From Flushing to Drinking?
Purifying wastewater may become the answer to droughts and water shortages in a California county.
Orange County, Calif., has begun a long process to turn sewage water into drinking water.
Filters, screens, chemicals and ultraviolet light will all be a part of the intense process begun by the Orange County Water District to create what industry experts claim to be the world’s largest plant dedicated to purifying sewer water to increase drinking water supplies. The hope is that this plant will begin a worldwide trend to helping counties deal with drought and water shortages. The plant, known as the Groundwater Replenishment System, costs $481 million.
Other towns are beginning to consider similar ideas: San Diego began testing a similar plan, which increases reservoir water by combining it with recycled sewer water; San Jose, Calif., began studying the idea in September; water managers in southern Florida approved a proposal to increase drinking water supplies; and planners in Texas are considering the idea as well.
“These types of projects you will see springing up all over the place where there are severe water shortages,” Michael R. Markus, general manager of the Orange County district, told The New York Times.

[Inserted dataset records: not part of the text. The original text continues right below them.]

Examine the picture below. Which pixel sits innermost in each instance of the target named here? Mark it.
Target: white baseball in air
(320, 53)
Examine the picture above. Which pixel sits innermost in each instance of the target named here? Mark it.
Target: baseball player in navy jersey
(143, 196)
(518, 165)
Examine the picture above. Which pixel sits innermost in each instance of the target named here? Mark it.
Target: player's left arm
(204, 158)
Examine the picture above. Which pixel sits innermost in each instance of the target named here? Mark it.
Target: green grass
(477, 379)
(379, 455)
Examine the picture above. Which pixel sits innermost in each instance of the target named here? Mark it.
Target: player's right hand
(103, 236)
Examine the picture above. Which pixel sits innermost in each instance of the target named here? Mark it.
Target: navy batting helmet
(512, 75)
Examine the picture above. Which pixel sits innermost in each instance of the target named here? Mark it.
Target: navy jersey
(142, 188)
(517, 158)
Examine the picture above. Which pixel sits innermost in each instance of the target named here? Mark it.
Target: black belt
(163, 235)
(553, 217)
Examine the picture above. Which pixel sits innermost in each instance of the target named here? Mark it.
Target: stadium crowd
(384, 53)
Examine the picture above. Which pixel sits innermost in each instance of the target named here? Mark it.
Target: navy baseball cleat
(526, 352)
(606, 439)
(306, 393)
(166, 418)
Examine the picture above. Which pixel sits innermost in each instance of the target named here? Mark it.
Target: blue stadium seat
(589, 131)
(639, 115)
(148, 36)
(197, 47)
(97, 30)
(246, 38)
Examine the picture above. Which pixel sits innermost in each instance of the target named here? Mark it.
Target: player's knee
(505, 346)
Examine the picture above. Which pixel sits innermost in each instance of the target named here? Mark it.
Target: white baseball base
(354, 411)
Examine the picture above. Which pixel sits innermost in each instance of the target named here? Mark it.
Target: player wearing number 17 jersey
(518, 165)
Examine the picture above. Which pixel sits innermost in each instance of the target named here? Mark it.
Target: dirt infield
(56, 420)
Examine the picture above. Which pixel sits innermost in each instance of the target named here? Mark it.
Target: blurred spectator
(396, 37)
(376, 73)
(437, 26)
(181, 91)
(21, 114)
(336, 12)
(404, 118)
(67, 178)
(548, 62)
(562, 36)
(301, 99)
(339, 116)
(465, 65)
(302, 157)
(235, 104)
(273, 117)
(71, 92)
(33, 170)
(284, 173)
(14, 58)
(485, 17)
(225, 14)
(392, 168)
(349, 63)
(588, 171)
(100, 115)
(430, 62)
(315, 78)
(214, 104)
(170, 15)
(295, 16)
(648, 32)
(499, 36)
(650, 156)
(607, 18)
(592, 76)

Water managers worldwide have visited Markus’ plant, which is designed to process 70 million gal per day.
District managers remind skeptics that the water cannot, per California state law, flow directly into taps. Instead, it will be sent underground, where it will serve dual purposes of blocking seawater and filtering into aquifers.
The public or legislative bodies often reject these types of projects because of their expense and the health concern issues they raise.
Even so, Markus complains that the finished water “is as pure as distilled water” and no more expensive than purchasing water from wholesalers.